Consider, for instance, what happened during the past decade, when Uganda proposed capital punishment and other severe punishments for homosexuality. In 2009, European countries cut aid to Uganda; in 2014, the United States did as well. While the proposed laws eventually passed, capital punishment was dropped, rewritten as “life imprisonment.”

Some scholars and observers have argued that these persecutions result from the ways that developed nations have organized same-sex attraction and gender variation into cultural and political identities — and then internationalized those identities. This postcolonial critique of the internationalization of LGBT rights goes like this. Activists in the global North have branded, categorized and exported “gay,” “lesbian,” “bisexual” or “transgender” identities to parts of the world where everyone’s identities are organized differently around ambitions and desires. By doing so, this argument goes, developed-world activists have essentially placed targets on the backs of individuals with those desires, making them visible in places where they might otherwise have escaped notice.
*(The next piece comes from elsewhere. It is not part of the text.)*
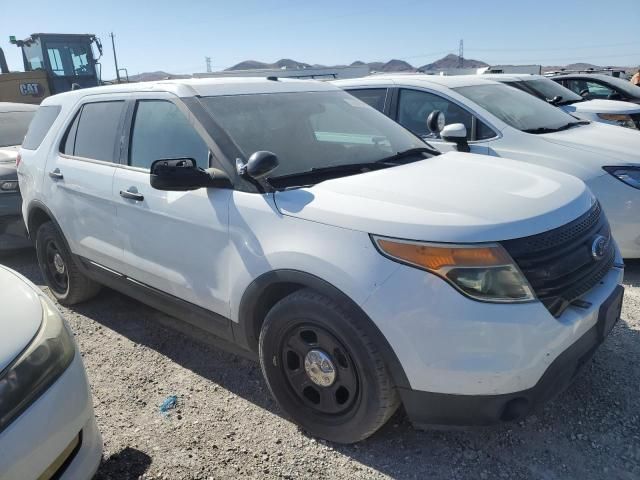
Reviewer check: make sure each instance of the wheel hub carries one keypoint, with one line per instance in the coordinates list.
(58, 263)
(320, 368)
From this perspective, imposing Western taxonomies of sexuality on nation-states and ethnic groups is what causes those states’ hypervigilance and inclination to prosecute and persecute. The idea is that when same-sex and gender-variant inclinations existed without cultural identities, they were undetectable — and what cannot be detected cannot be punished.

But in many places — including in the United States and Western Europe — gender and sexual diversity were persecuted and prosecuted before LGBT identities emerged or became visible. And ample historical evidence shows us that, even without an empire, societies and their religions can attack sexual and gender diversity.

Articulating LGBT identities is essential, because identities make possible communities — and therefore political organizing, and resistance to that persecution. When the Trump-Pence administration stops counting LGBT citizens, it is a way of saying that LGBT lives do not count — whether in Chechnya, Iran or at home.